Para Luiz Barata, que foi diretor geral do Operador do Sistema Nacional (ONS), secretário executivo no Ministério de Minas e Energia e ocupou funções técnicas e gerenciais em Itaipu, Eletrobrás e Furnas, “ao não reagir contra as emendas à MP da Eletrobrás, o Executivo abriu mão de sua função de planejar e deixou o setor elétrico vulnerável como nunca”.
O engenheiro cita a crise elétrica de 2001, no governo Fernando Henrique Cardoso que, segundo ele, teve uma primeira postura de negação, mas que “logo reconheceu o problema, passou a atuar com transparência e clareza e a sensibilizar a sociedade para colaborar”.
“Temos hoje uma matriz mais diversificada. A participação hidrelétrica era de 80%, e hoje é pouco superior a 60%. Mas a crise hídrica é bem mais profunda do que em 2001”, compara o engenheiro.

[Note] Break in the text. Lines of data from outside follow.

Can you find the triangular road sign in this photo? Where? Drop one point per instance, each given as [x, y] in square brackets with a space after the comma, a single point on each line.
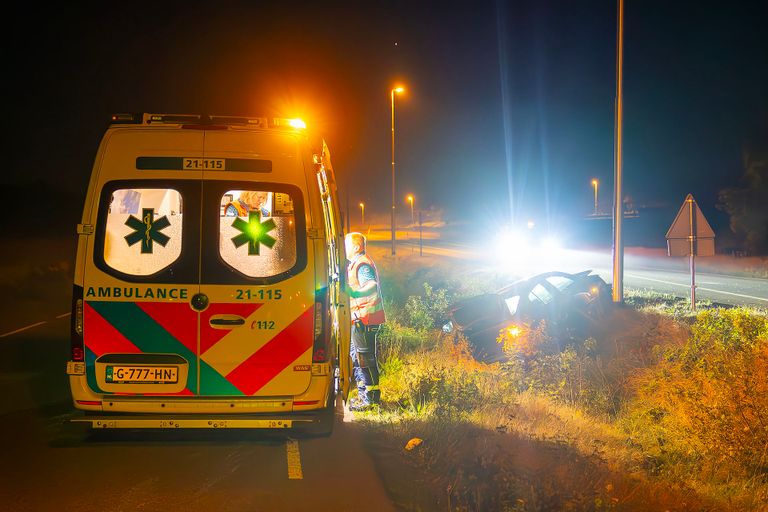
[681, 227]
[690, 221]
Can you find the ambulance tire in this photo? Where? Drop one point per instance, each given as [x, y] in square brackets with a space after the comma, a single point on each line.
[326, 418]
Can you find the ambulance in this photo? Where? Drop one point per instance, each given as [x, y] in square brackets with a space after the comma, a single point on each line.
[207, 288]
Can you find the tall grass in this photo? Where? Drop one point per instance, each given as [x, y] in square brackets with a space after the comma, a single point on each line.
[677, 399]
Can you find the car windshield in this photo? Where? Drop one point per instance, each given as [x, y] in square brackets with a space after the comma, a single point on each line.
[512, 303]
[560, 282]
[540, 294]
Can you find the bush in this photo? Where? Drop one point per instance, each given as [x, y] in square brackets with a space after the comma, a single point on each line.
[705, 404]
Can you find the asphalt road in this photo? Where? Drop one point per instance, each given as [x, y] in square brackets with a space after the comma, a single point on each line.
[48, 464]
[717, 280]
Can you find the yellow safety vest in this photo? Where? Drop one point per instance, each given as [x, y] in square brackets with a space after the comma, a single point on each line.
[369, 309]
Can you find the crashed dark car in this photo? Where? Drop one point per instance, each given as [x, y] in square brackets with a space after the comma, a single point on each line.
[570, 304]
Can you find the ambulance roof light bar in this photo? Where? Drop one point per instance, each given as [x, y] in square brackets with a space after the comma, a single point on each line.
[256, 122]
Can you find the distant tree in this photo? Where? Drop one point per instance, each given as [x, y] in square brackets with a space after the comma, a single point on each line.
[747, 205]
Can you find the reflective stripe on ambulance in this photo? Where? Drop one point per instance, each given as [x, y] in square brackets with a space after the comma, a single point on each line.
[232, 362]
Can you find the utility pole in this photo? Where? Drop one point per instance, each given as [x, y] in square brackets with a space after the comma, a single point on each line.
[618, 204]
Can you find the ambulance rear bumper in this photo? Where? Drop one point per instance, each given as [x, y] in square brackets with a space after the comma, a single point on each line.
[196, 422]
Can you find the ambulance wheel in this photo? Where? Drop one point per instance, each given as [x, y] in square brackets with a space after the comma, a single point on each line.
[326, 418]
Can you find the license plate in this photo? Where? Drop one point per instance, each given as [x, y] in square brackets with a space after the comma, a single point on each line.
[142, 374]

Ele afirma que “é a pior situação em 91 anos”, e que o impacto da crise “pode ser como o racionamento de 2001 ou a ocorrência de desligamento de determinadas regiões, por impossibilidade de atendimento”.
Para o especialista, a crise foi anunciada. “No fim do período seco do ano passado, já tínhamos uma ideia do que vinha pela frente. Aí veio o negacionismo e a decisão de não ser transparente. A verdade não assusta, mas prepara as pessoas para os problemas que virão”, afirma.
Para Roberto Kishinami, que também é especialista em energia e coordenador do Instituto Clima e Sociedade, que reuniu Goldemberg, Luiz Barata e Amanda Ohara na elaboração do artigo, “o Brasil está indo em direção a um quadro muito grave em relação à crise hídrica”.
Kishinami também compara a maneira como o governo vem enfrentando a crise energética com o enfrentamento da pandemia. Para ele, a condução do governo “parece deliberadamente incompetente. Certamente o enfrentamento da crise está sendo feito de uma maneira muito politizada”, disse.